It made me think of victim blaming in rape cases. In fact it took me off on a hell of a tangent about all the hideous things that human beings do to one another while others stand by and do nothing.

I want to have a conversation with Alison. I want to find out what kind of people she has in her life. I want to know what makes her think that this version of a relationship is love. I want to know what kind of conversations she and her friends have. I want to know what headlines spark their interest and what things they are reading. I want to ask if she’s ok. And yeah, I know these things are none of my business but I wonder if any one has asked her these questions.

I performed a piece I had written about domestic violence at the Woman’s Aid  conference several times in Northern Ireland. I had conversations there with woman who had been abused and family members who’d lost sisters or daughters due to domestic abuse. I listened to their stories and admired their bravery. I wonder what these woman would say after listening to Allison’s story. I also know women who are struggling with an abusive or obsessive partner or ex partner, I know how angry this story would make them. On the other hand I also know plenty of women, like myself, who’ve never been abused who would be livid at this story.

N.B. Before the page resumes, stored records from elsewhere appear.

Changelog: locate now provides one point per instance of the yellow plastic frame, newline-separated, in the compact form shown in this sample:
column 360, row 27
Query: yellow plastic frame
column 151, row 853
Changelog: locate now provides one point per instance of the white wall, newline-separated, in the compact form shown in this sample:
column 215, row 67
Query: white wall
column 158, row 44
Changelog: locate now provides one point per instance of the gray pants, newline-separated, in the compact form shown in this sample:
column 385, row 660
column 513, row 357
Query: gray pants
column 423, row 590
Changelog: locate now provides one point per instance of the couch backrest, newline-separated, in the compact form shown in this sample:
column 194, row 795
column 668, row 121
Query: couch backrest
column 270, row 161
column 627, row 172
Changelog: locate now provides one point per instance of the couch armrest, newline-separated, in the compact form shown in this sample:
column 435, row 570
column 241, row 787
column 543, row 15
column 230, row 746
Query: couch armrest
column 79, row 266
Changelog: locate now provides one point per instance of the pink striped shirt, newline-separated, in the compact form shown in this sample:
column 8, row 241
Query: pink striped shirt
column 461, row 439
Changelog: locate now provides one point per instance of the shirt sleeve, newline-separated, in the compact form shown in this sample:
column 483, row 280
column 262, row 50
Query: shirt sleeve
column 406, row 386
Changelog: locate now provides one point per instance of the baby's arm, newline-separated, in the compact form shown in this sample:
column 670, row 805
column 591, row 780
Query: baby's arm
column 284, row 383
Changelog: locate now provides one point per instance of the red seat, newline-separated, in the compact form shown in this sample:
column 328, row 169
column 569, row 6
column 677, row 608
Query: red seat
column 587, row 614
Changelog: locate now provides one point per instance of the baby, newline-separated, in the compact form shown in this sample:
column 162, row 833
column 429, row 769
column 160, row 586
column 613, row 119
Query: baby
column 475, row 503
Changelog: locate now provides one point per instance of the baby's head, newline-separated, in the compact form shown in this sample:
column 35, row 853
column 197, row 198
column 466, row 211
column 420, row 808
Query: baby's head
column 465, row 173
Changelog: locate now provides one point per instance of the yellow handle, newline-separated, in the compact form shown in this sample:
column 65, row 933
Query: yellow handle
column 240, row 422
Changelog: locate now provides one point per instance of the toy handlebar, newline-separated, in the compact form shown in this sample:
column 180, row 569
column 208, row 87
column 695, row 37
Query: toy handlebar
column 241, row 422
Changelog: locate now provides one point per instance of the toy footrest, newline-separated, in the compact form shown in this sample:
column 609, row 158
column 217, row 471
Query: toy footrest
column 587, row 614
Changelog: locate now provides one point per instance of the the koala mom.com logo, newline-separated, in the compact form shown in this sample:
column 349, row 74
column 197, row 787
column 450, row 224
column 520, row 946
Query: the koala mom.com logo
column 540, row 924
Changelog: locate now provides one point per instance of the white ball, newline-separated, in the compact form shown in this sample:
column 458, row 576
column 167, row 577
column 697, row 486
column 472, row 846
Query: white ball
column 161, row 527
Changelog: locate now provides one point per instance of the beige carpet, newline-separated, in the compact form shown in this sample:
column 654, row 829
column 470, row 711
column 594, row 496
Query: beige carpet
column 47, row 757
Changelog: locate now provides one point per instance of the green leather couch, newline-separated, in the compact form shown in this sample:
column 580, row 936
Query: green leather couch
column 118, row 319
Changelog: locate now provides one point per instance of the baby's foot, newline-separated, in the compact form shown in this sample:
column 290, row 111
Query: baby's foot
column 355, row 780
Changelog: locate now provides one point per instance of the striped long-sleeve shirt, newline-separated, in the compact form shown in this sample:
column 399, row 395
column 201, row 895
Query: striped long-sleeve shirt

I know how important it is as a performer to be able to defend the work that you have written. I have had no problem discussing any of the poems that I had written which went into Scream Blue Murmur shows. I have written about topics that many people think ‘a small, white girl’ (genuine statement from an audience member) has no business to be writing about. I have written about lynchings in the 1930’s, Hurricane Katrina, Hitler, fascism, violence and other topics that maybe on a surface level you would think I have no connection to. I have had conversations with audience members where I was able to defend my work because I know my pieces were well researched and I could stand behind the statements I was making.

I wonder how Allison can stand by the overall message in her story.


ps. these are just initial musings on the show. I’m pretty sure I will revisit this topic again as I process things further.